The falling trend in the current-account balance of the US since 1980 reflects the fact that U.S. residents collectively spent increasingly more than income.

Income is either consumed or saved, and spending is either for consumption or investment. The current-account balance therefor measures the extent to which the US residents together save more than they invest. The fall in the current-account balance since 1980 has occurred because saving fell increasingly short of the amount necessary to finance domestic investment. The difference has to be borrowed from foreigners.
 
The second wave of mortgage reset defaults - when?

chap1-8.gif


To understand what you’re seeing above, you need to keep in mind where most of the option ARM lending took place during the housing boom - markets like California and Florida, markets that are now literally watching their property values nose dive in key regions throughout each state.

For these borrowers, a recapitalization of their option ARM mortgage will likely come at the worst possible time — 2010 and into 2011. Most housing pundits are suggesting that housing prices won’t stablize until early 2009 (even the NAR is predicting a lousy 2008). That suggests any recovery in housing may come far too late for a large swath of borrowers who will suddenly find themselves upside down and seeing their mortgage recast in ways they might even now think impossible. Hope springs eternal, after all, and 2010 seems a long way off.

In terms of billions of dollars’ worth of outstanding loan volume, the option ARM reset surge looks to be just as large as the subprime problem we’re now facing as an industry.

Given the likely battered and bruised condition of the market coming out of 2008 and into 2009, it’s looking right now as if 2010 could be a bad case of deja vu, all over again.
http://www.housingwire.com/2007/10/24/more-than-subprime-resets-the-real-meaning-of-two-waves/
 
Reports Suggest Broader Losses From Mortgages

http://www.nytimes.com/2007/10/25/business/25mortgage.html?_r=1&hp&oref=slogin

At this juncture, economists say the troubles in the mortgage market could, all told, cost financial firms and investors up to $400 billion. That is far more than the roughly $240 billion cost, adjusted for inflation, of the savings and loan crisis of the early 1990s, according to estimates of the combined financial toll of that crisis on both the federal government and private sector.
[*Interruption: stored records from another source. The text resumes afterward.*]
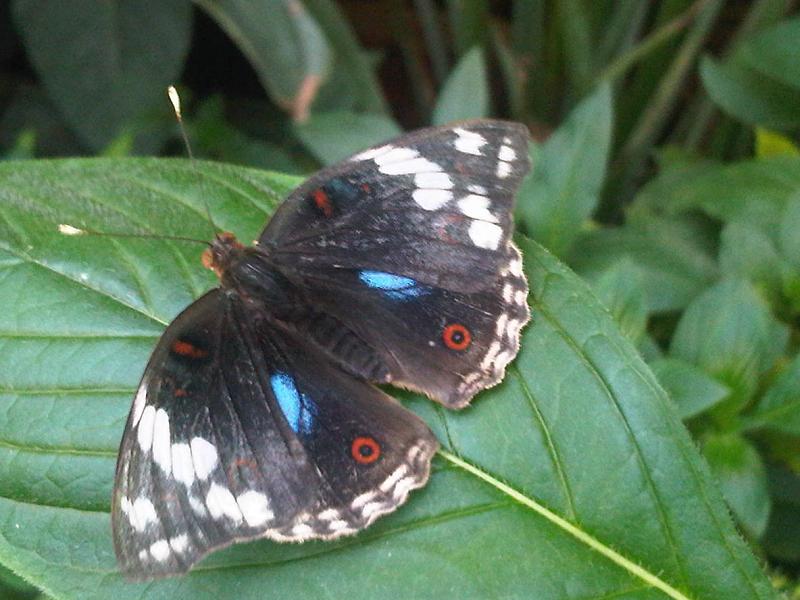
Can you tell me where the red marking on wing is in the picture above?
[350,436,381,465]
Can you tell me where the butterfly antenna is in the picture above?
[167,85,222,237]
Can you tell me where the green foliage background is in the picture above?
[0,0,800,598]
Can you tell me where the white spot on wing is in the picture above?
[153,408,172,474]
[453,127,486,156]
[206,483,242,523]
[128,496,158,532]
[136,404,156,452]
[458,194,498,223]
[190,437,219,481]
[375,148,419,167]
[350,145,393,162]
[469,221,503,250]
[236,490,274,527]
[172,444,194,487]
[411,190,453,210]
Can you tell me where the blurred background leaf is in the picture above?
[0,0,800,597]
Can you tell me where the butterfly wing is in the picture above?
[260,120,530,408]
[112,290,437,579]
[259,120,529,292]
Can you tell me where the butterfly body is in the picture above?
[112,121,529,578]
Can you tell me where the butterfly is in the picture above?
[112,120,529,579]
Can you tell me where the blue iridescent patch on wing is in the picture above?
[269,371,314,433]
[358,270,430,300]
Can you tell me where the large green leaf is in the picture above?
[517,86,612,256]
[13,0,191,151]
[0,160,774,600]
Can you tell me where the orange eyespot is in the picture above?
[442,323,472,350]
[350,436,381,465]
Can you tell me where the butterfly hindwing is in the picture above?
[112,290,437,578]
[259,120,529,292]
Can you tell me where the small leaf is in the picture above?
[632,155,800,237]
[747,355,800,436]
[517,85,612,256]
[670,279,788,411]
[703,435,770,538]
[569,215,717,312]
[594,258,647,344]
[195,0,333,120]
[756,127,800,158]
[432,46,489,125]
[779,197,800,268]
[650,358,730,420]
[12,0,192,152]
[761,465,800,563]
[736,18,800,90]
[295,112,401,165]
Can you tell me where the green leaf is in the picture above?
[0,565,39,600]
[432,46,489,125]
[0,159,775,600]
[703,435,770,538]
[650,358,730,420]
[569,215,717,312]
[756,127,800,158]
[719,221,783,302]
[447,0,490,54]
[700,56,800,129]
[303,0,388,114]
[747,355,800,436]
[670,279,788,411]
[517,85,612,256]
[779,197,800,268]
[632,156,800,237]
[295,111,401,165]
[194,0,332,118]
[594,258,647,344]
[12,0,191,152]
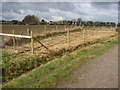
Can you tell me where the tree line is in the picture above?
[1,15,120,27]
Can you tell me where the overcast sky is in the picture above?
[2,2,118,22]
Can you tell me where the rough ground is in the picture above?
[57,46,118,88]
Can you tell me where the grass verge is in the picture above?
[3,38,118,88]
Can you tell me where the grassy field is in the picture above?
[1,27,116,82]
[2,25,75,35]
[3,37,118,88]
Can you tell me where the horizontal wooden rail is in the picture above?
[0,33,32,38]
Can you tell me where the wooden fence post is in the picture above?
[44,25,47,34]
[12,30,16,48]
[27,28,30,36]
[83,29,85,43]
[31,31,34,54]
[67,29,70,45]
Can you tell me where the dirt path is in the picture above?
[57,46,118,88]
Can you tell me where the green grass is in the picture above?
[3,38,118,88]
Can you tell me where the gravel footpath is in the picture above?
[57,46,118,88]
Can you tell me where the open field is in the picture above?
[3,38,118,88]
[0,26,117,82]
[2,25,75,35]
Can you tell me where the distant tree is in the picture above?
[77,18,82,25]
[22,15,39,25]
[11,20,19,24]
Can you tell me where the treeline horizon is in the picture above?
[0,15,120,27]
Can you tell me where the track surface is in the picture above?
[57,46,118,88]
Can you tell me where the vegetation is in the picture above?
[3,38,118,88]
[22,15,39,25]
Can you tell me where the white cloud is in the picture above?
[2,2,118,22]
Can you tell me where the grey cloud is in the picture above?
[2,2,117,21]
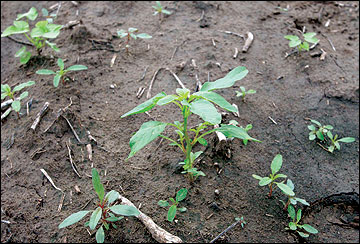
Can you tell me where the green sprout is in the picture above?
[252,154,295,197]
[1,81,35,119]
[121,66,260,182]
[236,86,256,102]
[308,119,334,141]
[158,188,187,222]
[152,1,171,21]
[117,28,152,54]
[280,179,310,210]
[326,131,355,153]
[59,168,140,243]
[1,7,63,64]
[36,58,87,87]
[284,32,319,53]
[285,204,318,237]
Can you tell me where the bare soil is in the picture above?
[1,1,359,243]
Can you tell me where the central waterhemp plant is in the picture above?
[121,66,260,182]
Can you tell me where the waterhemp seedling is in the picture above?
[117,28,152,54]
[121,66,260,182]
[1,7,63,64]
[326,131,355,153]
[1,81,35,119]
[284,32,319,53]
[308,119,333,141]
[36,58,87,87]
[252,154,295,197]
[236,86,256,102]
[280,179,310,210]
[158,188,187,222]
[152,1,171,21]
[285,204,318,237]
[59,168,140,243]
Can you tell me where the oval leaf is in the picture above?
[128,121,167,159]
[59,210,90,229]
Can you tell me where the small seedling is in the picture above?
[117,28,152,54]
[326,131,355,153]
[284,32,319,53]
[1,81,35,119]
[36,58,87,87]
[152,1,171,21]
[236,86,256,102]
[285,204,318,237]
[252,154,295,197]
[280,179,310,210]
[121,66,260,182]
[59,168,140,243]
[1,7,63,64]
[158,188,187,222]
[308,119,333,141]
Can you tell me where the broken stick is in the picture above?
[119,194,182,243]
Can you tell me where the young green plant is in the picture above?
[1,7,63,64]
[285,204,318,237]
[236,86,256,102]
[158,188,187,222]
[326,131,355,153]
[36,58,87,87]
[59,168,140,243]
[1,81,35,119]
[284,32,319,53]
[252,154,295,197]
[152,1,171,21]
[117,28,152,54]
[280,179,310,210]
[121,66,260,182]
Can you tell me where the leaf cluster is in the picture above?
[59,168,140,243]
[158,188,187,222]
[36,58,88,87]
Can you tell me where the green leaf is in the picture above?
[200,66,249,91]
[13,81,35,92]
[259,177,272,186]
[158,200,170,207]
[190,100,221,125]
[271,154,282,175]
[128,121,167,159]
[105,190,120,205]
[288,204,295,221]
[275,182,295,197]
[91,168,105,202]
[59,210,91,229]
[157,95,178,106]
[54,74,61,87]
[302,224,318,234]
[95,226,105,243]
[36,69,56,75]
[110,205,140,216]
[89,207,102,230]
[16,7,38,20]
[136,33,152,39]
[192,91,239,112]
[121,92,166,118]
[338,137,355,143]
[66,64,87,71]
[11,100,21,112]
[216,124,261,142]
[176,188,187,202]
[168,205,176,222]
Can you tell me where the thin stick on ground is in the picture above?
[31,102,49,131]
[119,195,182,243]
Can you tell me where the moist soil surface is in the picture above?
[1,1,359,243]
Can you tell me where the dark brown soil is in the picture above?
[1,1,359,243]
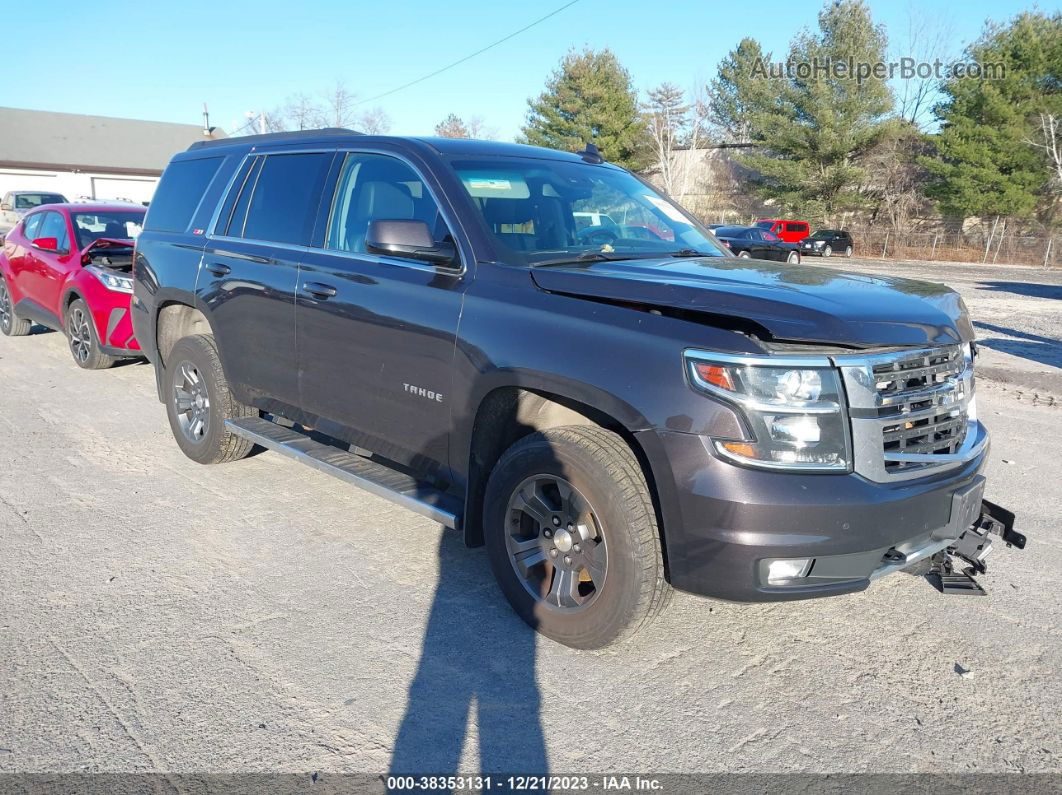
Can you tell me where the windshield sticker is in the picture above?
[461,171,531,198]
[643,193,689,224]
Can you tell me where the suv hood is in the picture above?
[531,257,974,347]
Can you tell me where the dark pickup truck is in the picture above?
[133,129,1024,647]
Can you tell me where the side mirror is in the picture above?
[33,238,59,252]
[365,221,458,265]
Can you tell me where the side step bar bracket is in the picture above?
[225,417,461,530]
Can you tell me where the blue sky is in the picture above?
[0,0,1029,139]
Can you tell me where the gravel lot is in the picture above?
[0,262,1062,773]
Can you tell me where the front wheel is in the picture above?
[164,334,256,464]
[0,276,33,336]
[64,298,117,369]
[483,426,670,649]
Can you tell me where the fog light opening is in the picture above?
[767,557,815,585]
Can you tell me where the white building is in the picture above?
[0,107,225,202]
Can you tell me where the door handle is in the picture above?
[303,281,336,299]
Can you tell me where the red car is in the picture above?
[756,218,811,243]
[0,204,145,369]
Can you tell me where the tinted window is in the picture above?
[147,157,222,231]
[22,212,45,241]
[241,152,332,245]
[215,157,262,237]
[37,212,70,252]
[325,154,449,253]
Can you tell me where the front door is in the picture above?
[295,153,465,473]
[195,152,335,413]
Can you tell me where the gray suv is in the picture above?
[132,129,1024,647]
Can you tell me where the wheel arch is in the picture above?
[459,383,667,567]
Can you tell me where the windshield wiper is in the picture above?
[531,252,644,267]
[668,248,718,257]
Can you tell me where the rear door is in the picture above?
[4,212,45,300]
[296,152,466,473]
[195,152,335,412]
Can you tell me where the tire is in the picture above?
[63,298,118,369]
[483,426,671,649]
[162,334,258,464]
[0,276,33,336]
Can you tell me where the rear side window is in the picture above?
[144,157,222,231]
[235,152,332,245]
The loss in total real estate wealth is expected to range from $2 trillion to $4 trillion, depending on how far home prices fall, according to several economists. That would be significantly less than the losses suffered by investors in the stock market collapse earlier this decade, which erased more than $7 trillion, or about 40 percent, of market value.

Experts caution that these estimates are preliminary and the total costs could get bigger still. They also note that the loss of real estate wealth could prove more damaging for the general public than falling stock values because more American families own homes than own stock.

In recent years, the rise in real estate values has helped propel consumer spending, as homeowners refinanced mortgages and took out home equity loans.

“There weren’t a lot of people living off their capital gains from stocks,” said Jane Caron, chief economic strategist at Dwight Asset Management. “There were a lot people using their home as a piggy bank.”